In interim preliminary injunction proceedings, the District Court of The Hague has dismissed a request by Ericsson for an anti-anti-suit injunction against Apple. However, the parties await a decision on 18 November in the main proceedings, whereby the court will rule on the same claims.
27 October 2021 by Amy Sandys
In a dispute between Ericsson and Apple, the District Court of The Hague has ruled that Ericsson is not entitled to an undertaking of an anti-anti-suit injunction against Apple. However, the story is not over. Presiding judge Edgar Brinkman, who ruled on the interim PI proceedings, will determine a final decision in the main preliminary injunction proceedings on 18 November 2021.
On 4 October 2021, the Dutch court granted an ex-parte AASI against Apple for five days. This was to protect any potential legal proceedings Ericsson initiated against Apple in the Netherlands. Then an inter-parte oral hearing followed on 8 October 2021, in which Apple rebutted the previously-granted ASI.
Here, the preliminary relief judge decided not to maintain the provisional AASI measure until the main proceedings later in November. During the oral hearing, Apple stated that it had never before requested an ASI and has no intention of doing so in the current dispute. As such, presiding judge Brinkman lifted the AASI, judging there to be no threat by Apple against Ericsson to justify an AASI for the remainder of the preliminary relief proceedings.

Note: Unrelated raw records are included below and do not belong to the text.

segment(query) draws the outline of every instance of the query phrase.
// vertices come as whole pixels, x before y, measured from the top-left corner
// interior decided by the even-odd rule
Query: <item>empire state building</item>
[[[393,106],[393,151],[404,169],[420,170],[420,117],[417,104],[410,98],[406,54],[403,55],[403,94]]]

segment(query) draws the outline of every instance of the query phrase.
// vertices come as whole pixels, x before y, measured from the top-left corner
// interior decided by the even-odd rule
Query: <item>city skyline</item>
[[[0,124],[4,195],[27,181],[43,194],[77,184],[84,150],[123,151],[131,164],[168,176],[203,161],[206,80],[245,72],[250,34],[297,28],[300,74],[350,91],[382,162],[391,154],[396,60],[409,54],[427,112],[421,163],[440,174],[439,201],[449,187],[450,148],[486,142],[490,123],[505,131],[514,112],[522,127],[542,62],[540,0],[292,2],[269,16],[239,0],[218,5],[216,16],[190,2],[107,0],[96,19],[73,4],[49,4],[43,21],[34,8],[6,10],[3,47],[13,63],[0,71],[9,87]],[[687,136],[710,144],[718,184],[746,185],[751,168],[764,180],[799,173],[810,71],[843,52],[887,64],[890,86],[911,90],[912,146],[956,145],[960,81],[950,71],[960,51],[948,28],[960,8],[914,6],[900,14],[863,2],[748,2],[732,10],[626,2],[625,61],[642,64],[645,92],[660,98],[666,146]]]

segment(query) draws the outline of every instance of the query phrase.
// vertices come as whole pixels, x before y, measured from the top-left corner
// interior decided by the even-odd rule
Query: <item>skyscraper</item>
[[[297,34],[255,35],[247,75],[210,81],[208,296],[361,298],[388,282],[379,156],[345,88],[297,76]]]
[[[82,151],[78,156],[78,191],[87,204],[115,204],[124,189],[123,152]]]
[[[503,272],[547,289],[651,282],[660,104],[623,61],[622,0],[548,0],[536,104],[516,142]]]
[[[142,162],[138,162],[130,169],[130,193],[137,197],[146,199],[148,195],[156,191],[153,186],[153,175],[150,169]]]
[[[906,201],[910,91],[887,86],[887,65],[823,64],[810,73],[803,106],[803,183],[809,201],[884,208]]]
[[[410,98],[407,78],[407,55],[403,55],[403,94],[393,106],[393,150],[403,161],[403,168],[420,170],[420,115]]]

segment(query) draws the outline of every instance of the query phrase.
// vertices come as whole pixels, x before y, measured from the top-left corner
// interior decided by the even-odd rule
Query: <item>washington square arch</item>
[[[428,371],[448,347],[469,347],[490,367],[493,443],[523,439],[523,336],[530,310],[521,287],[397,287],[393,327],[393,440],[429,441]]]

An oral hearing in main proceedings will take place in the middle of November, meaning a chance remains that the judge could indeed grant Ericsson’s requested AASI. While Germany was previously in the limelight for its ASI activity, eyes are now on the Dutch courts in case of future moves by Apple.
Currently litigation between the parties is ongoing in the US. JUVE Patent is unaware of parallel proceedings in other European countries.

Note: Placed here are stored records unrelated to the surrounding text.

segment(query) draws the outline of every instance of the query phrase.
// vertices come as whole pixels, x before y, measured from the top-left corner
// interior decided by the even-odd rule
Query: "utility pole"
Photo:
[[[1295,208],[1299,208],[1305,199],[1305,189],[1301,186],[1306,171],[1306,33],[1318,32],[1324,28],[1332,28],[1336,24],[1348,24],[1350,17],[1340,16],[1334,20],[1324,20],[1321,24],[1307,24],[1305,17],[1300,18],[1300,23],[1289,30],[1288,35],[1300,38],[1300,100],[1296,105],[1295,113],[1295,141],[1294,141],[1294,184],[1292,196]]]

ASIs and AASIs are starting to become par for the course in European patent proceedings. The latest decision by the District Court of The Hague, despite not going in Ericsson’s favour, does not rule out the future possibility of the court granting an AASI. However, the way in which different European courts approach the legislation can differ, even within the same country.
For example, usually in German ASI proceedings, a continuous or imminent risk of infringement must precede the injunction claims. This includes the need for the defendant to provide a concrete indication of imminent or planned infringement.
But, in a recent case between HEVC Advance members and Xiaomi, the Regional Court Düsseldorf upheld a first-instance decision. This was granted without the suing parties presenting such evidence.
Such a pre-emptive AASI granting was new ground for the Düsseldorf court, although the German judiciary is becoming more vocal in such matters.
Regardless, an AASI without an ASI remains rare. Although Düsseldorf was the main forum for the entire HEVC vs. Xiaomi proceedings, some observers considered it an unusual forum to bring ASI and AASI suits, because Munich is the usual go-to court for such cases.
Depending on the outcome in November, the court in The Hague could be next in-line for this accolade.
Taylor Wessing has a close relationship with Ericsson in the Netherlands. For example, the firm also worked with the telecommunications giants in the now-settled litigation against Samsung.
However, Hoyng ROKH Monegier’s appearance for Apple in these proceedings comes as somewhat of a surprise. In the Netherlands, usually the US mobile communication company relies on Hogan Lovells or Freshfields Bruckhaus Deringer for its litigation. On the other hand, Hoyng’s German team has appeared for Apple before in its dispute with Qualcomm, led by partner Klaus Haft.
In the Netherlands, Theo Blomme and Peter van Schijndel lead the case for Apple.
Taylor Wessing (Eindhoven): Wim Maas (partner, lead); associates: Eelco Bergsma (counsel), Nicky Willemsen, David Mulder (Amsterdam)
Hoyng ROKH Monegier (Amsterdam): Theo Blomme, Peter van Schijndel (partners); associates: Akiva Friedmann, Nathalie Rodriguez Arigon
District Court of The Hague, the Netherlands
Edgar Brinkman (presiding judge)
Update 20.12.2021: The District Court of The Hague confirmed its interim PI judgement on the 16 December. Previously, on 18 November, the court heard the parties’ opinions in an oral hearing. The judges dismissed Ericsson’s claim to render a pre-emptive AASI against the iPhone manufacturer, after Apple had expressed it will not grant an ASI against Ericsson anywhere. Ericsson can now appeal the verdict within four weeks after publication.
In general, the judge pointed out that the court is competent to hear such a case and is authorised to grant a cross-border, pre-emptive AASI. Contrary to German courts, however, the Dutch judges do not see ASIs as per se unlawful if a party requests to prevent the other side from breaching a covenant not to sue.
In the last few weeks, pre-emptive AASIs are seemingly increasingly popular. Sources told JUVE Patent that they became a standard move in FRAND disputes – especially at the Munich Regional Court against Chinese companies. The UK High Court ordered also a pre-emptive AASI in the FRAND dispute Philips against Xiaomi.